Parecía haber encogido, pensaba él. Le parecía algo flaca, descamada, pero era atractiva. Le gustaba. En tiempos se había hablado de que quizá acabaría casándose con William Bankes, pero luego no había pasado nada. Su esposa la quería mucho. Durante el desayuno él había perdido un poco los nervios. Pero, pero… éste era uno de esos momentos en que él era presa de esa necesidad inaplazable, una necesidad de la que no era consciente, de acercarse a cualquier mujer, de obligarla, no le importaba cómo, tan grande era la necesidad, a darle lo que quería: consuelo.

¿La cuidaban bien?, le dijo. ¿Tenía de todo?

«Sí, gracias, de todo», dijo nerviosa Lily Briscoe. No, no podía hacerlo. Debería haberse dejado arrastrar por alguna ola de efusión de consuelo: la exigencia de él era tremenda. Pero se quedó quieta. Hubo una horrible pausa. Ambos miraban la mar. ¿Por qué, pensaba Mr. Ramsay, mira la mar si estoy yo aquí? Deseaba que estuviera en calma, para que pudieran desembarcar en el Faro, dijo ella. ¡El Faro! ¡El Faro! ¿Qué tendrá eso que ver?, pensaba él con impaciencia. Al momento, con la fuerza de un ventarrón primigenio (porque él ya no pudo contenerse más tiempo), salió de él un gemido tal que cualquier otra mujer en el mundo habría hecho algo, habría dicho algo…, cualquiera, pero no yo, pensaba Lily, burlándose amargamente de sí misma, que no soy una mujer, sino seguro que soy una solterona seca, malhumorada y gruñona.

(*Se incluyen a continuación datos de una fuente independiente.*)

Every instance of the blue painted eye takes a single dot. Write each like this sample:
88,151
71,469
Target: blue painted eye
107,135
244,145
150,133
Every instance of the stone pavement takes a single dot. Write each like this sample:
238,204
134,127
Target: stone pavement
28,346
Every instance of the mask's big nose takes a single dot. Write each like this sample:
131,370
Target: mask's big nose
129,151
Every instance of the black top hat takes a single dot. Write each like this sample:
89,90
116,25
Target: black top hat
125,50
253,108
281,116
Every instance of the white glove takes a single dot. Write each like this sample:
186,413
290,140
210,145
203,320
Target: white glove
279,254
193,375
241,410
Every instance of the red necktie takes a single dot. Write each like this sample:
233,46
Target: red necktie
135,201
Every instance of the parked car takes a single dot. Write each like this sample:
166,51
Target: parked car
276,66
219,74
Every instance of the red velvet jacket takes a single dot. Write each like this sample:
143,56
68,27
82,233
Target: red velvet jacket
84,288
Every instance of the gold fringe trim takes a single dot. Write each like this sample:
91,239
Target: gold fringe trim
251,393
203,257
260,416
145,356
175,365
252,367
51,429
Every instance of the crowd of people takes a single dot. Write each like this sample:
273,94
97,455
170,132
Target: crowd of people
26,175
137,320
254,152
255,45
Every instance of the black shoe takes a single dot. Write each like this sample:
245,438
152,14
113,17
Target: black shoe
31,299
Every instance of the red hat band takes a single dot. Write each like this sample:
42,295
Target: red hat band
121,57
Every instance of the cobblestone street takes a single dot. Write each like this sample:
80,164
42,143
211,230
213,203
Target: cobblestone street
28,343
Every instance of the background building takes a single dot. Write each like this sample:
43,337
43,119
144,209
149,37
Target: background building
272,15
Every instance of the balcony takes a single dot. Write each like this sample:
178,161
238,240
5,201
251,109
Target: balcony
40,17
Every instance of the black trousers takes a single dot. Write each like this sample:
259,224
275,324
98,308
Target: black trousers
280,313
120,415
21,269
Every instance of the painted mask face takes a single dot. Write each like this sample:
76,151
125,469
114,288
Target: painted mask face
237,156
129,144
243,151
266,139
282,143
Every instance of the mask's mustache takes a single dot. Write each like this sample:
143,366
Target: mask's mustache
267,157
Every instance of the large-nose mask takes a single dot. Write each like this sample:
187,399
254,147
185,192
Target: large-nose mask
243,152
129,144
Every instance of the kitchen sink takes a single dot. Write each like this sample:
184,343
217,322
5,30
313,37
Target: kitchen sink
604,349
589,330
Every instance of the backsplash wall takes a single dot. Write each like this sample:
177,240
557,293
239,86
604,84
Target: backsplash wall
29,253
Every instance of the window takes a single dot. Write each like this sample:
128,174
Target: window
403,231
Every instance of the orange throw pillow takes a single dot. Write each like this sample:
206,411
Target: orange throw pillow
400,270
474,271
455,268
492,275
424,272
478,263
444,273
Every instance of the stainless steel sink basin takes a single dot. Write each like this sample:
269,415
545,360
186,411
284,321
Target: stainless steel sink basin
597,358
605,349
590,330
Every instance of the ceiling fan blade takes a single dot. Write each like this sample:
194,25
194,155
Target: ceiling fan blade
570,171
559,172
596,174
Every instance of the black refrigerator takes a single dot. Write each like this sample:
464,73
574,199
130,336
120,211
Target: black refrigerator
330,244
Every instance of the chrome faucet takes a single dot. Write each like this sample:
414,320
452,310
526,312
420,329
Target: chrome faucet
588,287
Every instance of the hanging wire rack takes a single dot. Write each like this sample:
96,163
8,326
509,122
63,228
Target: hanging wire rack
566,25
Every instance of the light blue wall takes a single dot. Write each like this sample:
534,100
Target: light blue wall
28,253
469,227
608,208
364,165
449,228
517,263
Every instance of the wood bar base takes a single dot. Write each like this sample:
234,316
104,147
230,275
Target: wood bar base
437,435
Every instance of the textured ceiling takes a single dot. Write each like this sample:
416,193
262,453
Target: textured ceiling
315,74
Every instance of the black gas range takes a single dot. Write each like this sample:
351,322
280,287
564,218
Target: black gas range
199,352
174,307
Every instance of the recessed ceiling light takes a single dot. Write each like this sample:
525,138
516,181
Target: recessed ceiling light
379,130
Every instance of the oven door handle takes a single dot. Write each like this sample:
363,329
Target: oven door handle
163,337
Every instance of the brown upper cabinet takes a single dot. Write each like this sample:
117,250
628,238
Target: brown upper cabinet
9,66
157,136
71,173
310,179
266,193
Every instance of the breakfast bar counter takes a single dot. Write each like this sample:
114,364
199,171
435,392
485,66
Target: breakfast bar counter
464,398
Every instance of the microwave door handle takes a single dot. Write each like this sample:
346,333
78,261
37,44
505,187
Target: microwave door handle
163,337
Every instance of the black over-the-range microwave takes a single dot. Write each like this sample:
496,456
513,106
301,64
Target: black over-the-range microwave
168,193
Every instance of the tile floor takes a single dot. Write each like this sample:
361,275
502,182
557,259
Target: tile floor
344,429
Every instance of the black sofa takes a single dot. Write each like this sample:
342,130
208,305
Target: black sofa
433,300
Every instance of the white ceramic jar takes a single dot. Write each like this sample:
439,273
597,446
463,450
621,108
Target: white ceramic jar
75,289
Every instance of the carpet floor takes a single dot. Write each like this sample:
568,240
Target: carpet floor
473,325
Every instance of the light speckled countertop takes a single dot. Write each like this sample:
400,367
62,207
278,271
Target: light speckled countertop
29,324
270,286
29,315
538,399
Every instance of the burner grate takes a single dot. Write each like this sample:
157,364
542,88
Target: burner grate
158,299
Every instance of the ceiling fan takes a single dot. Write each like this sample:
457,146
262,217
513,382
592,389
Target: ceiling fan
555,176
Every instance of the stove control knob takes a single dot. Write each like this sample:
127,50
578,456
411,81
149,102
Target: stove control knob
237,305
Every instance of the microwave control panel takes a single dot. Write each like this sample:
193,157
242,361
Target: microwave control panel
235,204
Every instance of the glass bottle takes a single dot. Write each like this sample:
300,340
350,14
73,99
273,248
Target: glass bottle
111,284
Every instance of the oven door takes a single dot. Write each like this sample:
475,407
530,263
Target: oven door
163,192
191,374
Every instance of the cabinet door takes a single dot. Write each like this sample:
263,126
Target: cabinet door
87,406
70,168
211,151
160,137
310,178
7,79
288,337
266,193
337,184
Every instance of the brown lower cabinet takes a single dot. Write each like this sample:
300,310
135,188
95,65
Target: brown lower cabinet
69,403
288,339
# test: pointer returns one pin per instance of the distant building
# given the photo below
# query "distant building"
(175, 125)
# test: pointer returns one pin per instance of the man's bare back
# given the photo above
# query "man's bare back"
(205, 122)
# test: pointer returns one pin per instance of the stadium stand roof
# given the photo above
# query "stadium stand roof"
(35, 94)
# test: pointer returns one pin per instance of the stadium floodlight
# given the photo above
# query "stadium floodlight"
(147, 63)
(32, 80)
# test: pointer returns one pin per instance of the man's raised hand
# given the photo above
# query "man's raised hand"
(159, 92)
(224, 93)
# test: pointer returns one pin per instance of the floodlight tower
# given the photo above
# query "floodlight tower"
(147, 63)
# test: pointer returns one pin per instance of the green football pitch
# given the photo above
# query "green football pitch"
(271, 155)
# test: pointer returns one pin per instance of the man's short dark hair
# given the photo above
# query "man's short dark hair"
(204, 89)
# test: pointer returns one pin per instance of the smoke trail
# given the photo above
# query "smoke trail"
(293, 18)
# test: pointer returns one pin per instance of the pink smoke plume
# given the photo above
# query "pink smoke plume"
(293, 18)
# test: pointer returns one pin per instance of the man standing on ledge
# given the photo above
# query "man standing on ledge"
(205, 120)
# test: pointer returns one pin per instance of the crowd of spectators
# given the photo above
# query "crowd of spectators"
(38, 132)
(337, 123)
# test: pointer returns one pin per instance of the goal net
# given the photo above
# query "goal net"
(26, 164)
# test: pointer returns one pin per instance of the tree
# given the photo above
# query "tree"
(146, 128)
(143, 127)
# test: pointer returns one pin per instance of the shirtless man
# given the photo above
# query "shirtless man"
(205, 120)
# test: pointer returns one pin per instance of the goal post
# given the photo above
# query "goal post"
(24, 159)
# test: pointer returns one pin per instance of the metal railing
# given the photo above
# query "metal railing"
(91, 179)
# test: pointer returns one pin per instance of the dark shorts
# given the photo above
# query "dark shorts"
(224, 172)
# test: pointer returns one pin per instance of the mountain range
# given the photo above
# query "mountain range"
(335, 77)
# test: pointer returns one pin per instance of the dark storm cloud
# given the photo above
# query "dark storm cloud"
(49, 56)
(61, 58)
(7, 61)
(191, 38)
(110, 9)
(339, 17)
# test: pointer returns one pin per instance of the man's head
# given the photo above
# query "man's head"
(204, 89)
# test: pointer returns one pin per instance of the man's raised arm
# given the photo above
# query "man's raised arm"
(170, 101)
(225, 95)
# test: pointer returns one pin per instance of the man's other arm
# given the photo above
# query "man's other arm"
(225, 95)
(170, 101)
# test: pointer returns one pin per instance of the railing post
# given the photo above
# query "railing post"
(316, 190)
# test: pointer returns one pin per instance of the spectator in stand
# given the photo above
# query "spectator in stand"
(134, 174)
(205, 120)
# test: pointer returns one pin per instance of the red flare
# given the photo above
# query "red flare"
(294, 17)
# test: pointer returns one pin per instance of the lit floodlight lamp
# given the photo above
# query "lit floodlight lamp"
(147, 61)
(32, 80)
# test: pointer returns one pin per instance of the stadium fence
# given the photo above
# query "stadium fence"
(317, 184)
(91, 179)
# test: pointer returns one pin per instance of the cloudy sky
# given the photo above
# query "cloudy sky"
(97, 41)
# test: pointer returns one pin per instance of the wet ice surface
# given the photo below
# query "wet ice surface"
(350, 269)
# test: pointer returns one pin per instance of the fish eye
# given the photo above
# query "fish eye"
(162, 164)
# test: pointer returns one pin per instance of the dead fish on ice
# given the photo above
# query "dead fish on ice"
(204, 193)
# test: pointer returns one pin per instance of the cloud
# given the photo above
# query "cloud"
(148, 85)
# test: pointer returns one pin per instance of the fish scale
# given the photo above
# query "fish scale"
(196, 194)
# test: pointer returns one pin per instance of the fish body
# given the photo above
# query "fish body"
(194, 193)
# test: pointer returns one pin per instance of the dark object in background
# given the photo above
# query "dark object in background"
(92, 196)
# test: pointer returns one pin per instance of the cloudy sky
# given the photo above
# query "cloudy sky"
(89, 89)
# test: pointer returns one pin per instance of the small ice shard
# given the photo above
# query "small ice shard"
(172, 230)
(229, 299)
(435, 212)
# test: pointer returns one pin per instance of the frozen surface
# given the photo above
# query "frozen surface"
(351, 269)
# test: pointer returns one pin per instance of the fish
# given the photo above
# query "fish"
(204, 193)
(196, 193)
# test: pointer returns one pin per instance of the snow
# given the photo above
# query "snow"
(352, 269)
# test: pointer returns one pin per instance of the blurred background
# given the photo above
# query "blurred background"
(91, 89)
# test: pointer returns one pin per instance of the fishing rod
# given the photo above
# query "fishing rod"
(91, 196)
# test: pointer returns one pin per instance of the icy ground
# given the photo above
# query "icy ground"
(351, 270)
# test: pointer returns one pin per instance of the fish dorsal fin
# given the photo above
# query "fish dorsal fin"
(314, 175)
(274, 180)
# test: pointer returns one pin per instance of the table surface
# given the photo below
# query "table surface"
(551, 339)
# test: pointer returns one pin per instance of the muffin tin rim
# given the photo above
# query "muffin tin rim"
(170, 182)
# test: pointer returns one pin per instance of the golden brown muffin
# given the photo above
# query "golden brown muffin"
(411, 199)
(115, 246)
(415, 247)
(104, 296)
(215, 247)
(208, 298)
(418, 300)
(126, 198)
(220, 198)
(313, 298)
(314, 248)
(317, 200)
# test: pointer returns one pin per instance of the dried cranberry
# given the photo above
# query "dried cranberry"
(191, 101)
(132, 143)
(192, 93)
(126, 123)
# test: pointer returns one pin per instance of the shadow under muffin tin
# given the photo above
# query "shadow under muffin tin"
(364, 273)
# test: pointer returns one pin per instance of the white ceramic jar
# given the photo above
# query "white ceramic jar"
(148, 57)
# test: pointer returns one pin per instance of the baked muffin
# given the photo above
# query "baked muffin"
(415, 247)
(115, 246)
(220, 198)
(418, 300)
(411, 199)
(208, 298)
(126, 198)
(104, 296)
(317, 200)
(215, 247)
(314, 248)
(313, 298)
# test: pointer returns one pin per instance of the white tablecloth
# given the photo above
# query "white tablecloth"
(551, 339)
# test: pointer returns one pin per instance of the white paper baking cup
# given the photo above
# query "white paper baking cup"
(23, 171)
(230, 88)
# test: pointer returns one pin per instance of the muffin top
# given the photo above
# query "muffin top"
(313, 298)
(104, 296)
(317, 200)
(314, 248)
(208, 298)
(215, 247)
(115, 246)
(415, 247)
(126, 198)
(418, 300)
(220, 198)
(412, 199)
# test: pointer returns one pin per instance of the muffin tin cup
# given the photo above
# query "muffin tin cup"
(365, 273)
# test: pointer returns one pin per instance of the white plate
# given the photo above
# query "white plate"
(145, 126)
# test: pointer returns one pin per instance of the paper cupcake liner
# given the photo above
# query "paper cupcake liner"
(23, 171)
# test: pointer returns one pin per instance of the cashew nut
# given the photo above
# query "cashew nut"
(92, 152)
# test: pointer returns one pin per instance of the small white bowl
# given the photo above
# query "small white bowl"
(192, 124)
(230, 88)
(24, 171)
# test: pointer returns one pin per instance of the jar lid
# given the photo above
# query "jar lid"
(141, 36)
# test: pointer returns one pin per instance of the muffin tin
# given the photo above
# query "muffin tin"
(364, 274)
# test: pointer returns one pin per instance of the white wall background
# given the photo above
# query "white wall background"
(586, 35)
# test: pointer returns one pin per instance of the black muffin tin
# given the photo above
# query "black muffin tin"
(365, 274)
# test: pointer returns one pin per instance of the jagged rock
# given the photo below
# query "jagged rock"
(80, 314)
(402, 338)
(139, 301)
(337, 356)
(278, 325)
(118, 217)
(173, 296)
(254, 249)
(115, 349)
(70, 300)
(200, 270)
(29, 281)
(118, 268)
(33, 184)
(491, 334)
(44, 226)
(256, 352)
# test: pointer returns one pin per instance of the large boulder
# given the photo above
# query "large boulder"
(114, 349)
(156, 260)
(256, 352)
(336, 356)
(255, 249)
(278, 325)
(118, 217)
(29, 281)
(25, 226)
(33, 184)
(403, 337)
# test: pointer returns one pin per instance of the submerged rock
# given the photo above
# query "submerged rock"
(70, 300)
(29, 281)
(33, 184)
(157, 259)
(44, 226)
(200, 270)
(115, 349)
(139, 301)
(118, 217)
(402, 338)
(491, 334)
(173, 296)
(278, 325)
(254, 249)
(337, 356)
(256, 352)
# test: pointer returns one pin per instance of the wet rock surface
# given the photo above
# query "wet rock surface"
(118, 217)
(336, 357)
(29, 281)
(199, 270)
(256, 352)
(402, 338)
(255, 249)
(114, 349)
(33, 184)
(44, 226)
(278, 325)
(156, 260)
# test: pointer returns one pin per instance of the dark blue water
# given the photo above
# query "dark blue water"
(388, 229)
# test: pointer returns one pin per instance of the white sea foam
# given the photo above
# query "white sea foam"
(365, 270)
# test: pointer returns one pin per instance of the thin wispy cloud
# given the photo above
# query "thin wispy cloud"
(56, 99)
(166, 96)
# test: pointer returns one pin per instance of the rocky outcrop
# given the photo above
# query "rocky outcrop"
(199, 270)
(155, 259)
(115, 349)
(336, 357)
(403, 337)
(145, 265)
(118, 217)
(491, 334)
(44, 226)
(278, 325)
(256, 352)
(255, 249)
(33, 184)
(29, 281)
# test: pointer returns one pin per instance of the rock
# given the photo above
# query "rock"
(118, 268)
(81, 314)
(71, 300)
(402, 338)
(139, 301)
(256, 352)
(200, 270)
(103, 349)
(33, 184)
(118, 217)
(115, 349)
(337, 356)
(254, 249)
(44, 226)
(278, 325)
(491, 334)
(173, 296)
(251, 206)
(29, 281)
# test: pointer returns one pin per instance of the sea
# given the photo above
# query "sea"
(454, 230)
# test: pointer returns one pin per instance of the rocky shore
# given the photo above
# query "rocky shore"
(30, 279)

Mr. Ramsay suspiró a pleno pulmón. Esperó. ¿Es que no iba a decir nada? ¿Es que no se daba cuenta de qué quería de ella? Entonces le dijo que tenía un motivo personal para desear ir al Faro. Su mujer solía enviar cosas a los de allí. Había un pobre muchacho que tenía coxalgia, el hijo del torrero. Suspiró con todas sus fuerzas. Suspiró de modo significativo. Lo único que Lily deseaba era que esta inmensa inundación de dolor, esta insaciable hambre de consuelo, y esta exigencia de que se rindiera a él incondicionalmente, que, sin embargo, no le impedirían seguir teniendo tristezas para abastecerla durante el resto de su vida, se apartaran de ella (no dejaba de mirar hacia la casa, esperando que de ella procediera alguna interrupción), se desviaran, antes de que la arrastraran sus comentes.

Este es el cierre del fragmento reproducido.